Job descriptions can be very broad when working in the field. "You deal with people who have diseases and ailments you've never seen. Before working in Akuem, I never knew how to care for a baby with neonatal tetanus or a pregnant woman with a scorpion or snake bite," she says. "I have also found that basic clinical skills may be needed far more frequently than they would at home, such as resuscitation of a woman or newborn. You may be providing emergency care around the clock. The work you do on a field placement in many ways can't be compared to normal nursing at home. They are completely different roles. There are many opposites: you have to expect dirt, dust and usually heat, coupled with unpleasant smells, rather than a sterile environment. You may be working with poorly trained or untrained staff, but they are extremely dedicated and hard working. There are no real set hours of work.

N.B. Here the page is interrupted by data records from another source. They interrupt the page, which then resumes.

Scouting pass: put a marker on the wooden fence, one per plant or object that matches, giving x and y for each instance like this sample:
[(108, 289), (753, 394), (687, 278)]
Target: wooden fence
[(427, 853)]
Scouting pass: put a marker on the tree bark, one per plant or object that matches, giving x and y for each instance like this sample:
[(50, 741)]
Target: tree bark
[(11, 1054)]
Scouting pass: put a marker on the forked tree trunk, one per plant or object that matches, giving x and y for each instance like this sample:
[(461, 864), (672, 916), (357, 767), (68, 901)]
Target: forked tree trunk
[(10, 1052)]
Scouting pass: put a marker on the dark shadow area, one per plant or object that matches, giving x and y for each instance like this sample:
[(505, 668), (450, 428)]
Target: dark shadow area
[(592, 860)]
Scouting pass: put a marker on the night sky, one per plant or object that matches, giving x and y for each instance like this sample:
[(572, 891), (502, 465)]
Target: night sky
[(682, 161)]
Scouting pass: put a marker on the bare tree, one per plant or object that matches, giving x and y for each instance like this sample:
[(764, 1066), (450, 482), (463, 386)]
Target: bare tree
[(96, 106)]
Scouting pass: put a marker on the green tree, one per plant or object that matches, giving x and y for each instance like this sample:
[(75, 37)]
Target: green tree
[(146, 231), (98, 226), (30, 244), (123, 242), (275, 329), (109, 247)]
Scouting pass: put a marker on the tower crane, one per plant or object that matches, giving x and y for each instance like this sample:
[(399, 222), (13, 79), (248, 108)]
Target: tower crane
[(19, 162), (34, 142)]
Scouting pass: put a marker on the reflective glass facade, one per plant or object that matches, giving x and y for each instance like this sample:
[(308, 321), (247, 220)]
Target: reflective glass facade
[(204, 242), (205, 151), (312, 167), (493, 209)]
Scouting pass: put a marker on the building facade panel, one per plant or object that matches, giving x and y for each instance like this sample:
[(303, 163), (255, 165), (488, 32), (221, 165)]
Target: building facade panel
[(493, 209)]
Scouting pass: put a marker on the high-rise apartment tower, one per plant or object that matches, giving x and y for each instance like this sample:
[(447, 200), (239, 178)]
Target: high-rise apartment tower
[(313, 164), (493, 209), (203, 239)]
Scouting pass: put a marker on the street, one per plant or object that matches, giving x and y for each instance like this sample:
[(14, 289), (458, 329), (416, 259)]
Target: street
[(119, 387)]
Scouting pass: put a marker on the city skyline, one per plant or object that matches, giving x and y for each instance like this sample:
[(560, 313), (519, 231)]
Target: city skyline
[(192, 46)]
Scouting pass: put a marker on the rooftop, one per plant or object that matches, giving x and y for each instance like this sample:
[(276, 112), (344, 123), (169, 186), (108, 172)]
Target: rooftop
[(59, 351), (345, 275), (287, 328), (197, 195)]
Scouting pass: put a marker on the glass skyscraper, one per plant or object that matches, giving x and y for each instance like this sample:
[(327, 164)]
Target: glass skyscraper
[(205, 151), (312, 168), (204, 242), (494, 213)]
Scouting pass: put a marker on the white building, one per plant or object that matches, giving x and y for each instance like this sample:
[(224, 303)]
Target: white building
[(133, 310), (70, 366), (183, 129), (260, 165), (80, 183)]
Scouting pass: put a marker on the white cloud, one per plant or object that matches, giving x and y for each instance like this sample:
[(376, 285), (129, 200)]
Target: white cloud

There is never just one 'worst case scenario' and security is usually a problem to some degree."
Innovative and creative
Finding solutions to problems is a big part of the role. "How to you protect the overflow of patients waiting in a corridor when it rains? Where do you put patients who may be contagious, or where in the ward to you place a patient who you know will die? You have to be innovative and creative." For many field staff, the hardest part of the job is being separated from family and friends, but psychologists warn returning home can be more difficult than going, especially if you have been working in a conflict zone or extreme poverty. "While in the field, work is the prime focus. Returning home, work may seem less stimulating and this is part of a culture shock that lessens over time. You also have to quickly adjust to a highly regulated and structured medical hierarchy, which can be difficult when you've had so much responsibility," Coleman explains. "Thankfully, these challenges are often overshadowed by the rewarding aspects of this work - achieving good outcomes under adverse conditions. People are also very grateful to receive care, which they know they probably wouldn't get if we weren't there."